Speaker of the Westland Province Council
- In office 8 June 1874 – 31 October 1876
- Preceded by: John White
- Succeeded by: Council abolished

Member of the Westland Province Council for Greymouth riding
- In office January 1874 – 31 October 1876 Serving with two other members
- Preceded by: Council inaugurated
- Succeeded by: Council abolished

Chairman of Westland County
- In office 12 January 1871 – 8 January 1873
- Preceded by: Conrad Hoos
- Succeeded by: Henry Lee Robinson

Member of the Westland County Council for Greymouth riding
- In office December 1868 – December 1872 Serving with two other members
- Preceded by: William Henry Harrison

Personal details
- Born: Henry Hermann Lahmann 21 February 1816 Bremen, Germany
- Died: 1 June 1890 (aged 74) Albert Street, Greymouth, New Zealand
- Occupation: Merchant, shipping agent. politician

= Henry Lahmann =

New Zealand politician

Henry Hermann Lahmann (21 February 1816 – 1 June 1890), also known as Henry Herman Lahman and often referred to as H. H. Lahman, was a German immigrant who became a politician on the West Coast of New Zealand. He was active in provincial politics and was later appointed to the Legislative Council (1872–1890).

== Biography ==
Lahmann was born in 1816 in Bremen, Germany, where he received his education. He went to London as a young man for business, before emigrating to Melbourne, Victoria, Australia in 1853, where he worked as a merchant and shipping agent for eight years.

=== New Zealand ===
Lahmann came to Otago in New Zealand when gold was discovered and had a tobacco store in Dunedin. The West Coast gold rush brought him to Greymouth in late 1865, where he had business interests in shipping, timber, and as a general merchant.

==== Politics ====
Lahmann was one of the founding members of the Greymouth town improvement committee. He succeeded William Henry Harrison as the representative of the Greymouth riding on the council of Westland County, the predecessor of Westland Province; he represented Greymouth from December 1868 until December 1872. He was the fourth chairman of Westland County, from 12 January 1871 to 8 January 1873.

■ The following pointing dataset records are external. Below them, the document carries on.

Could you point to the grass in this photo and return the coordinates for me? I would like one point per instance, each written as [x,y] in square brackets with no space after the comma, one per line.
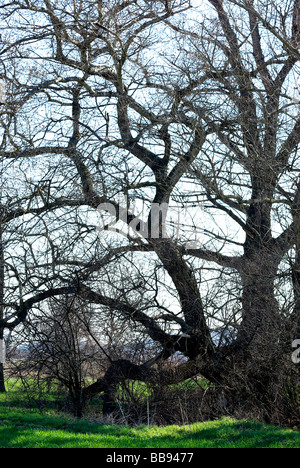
[22,427]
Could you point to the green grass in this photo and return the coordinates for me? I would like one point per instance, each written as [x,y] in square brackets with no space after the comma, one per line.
[22,427]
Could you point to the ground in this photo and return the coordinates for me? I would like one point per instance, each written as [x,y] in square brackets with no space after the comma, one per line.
[24,426]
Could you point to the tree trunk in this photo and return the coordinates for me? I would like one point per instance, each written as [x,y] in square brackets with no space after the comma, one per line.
[2,382]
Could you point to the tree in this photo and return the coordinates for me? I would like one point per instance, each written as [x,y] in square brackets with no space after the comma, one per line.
[164,103]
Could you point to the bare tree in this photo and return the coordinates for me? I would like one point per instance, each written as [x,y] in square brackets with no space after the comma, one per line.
[163,103]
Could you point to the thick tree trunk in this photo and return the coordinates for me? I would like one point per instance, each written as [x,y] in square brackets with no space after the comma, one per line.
[260,326]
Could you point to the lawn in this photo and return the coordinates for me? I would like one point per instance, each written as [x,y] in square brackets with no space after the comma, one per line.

When the Westland Province was inaugurated, Lahmann successfully stood for election in January 1874 for one of the three seats in the Greymouth electorate. He remained a member of the provincial council until the abolition of the council in October 1876. After John White resigned as Speaker of the Provincial Council to join its Executive, Lahmann became the council's second and last Speaker (8 June 1874 – 31 October 1876).

He was a member of the New Zealand Legislative Council from 9 July 1872 until his death.

==== Death ====
Lahmann died aged 74 on 1 June 1890 at his residence in Albert Street, Greymouth. He had been in poor health for several years and had been almost blind during that time. His wife had died many years before him.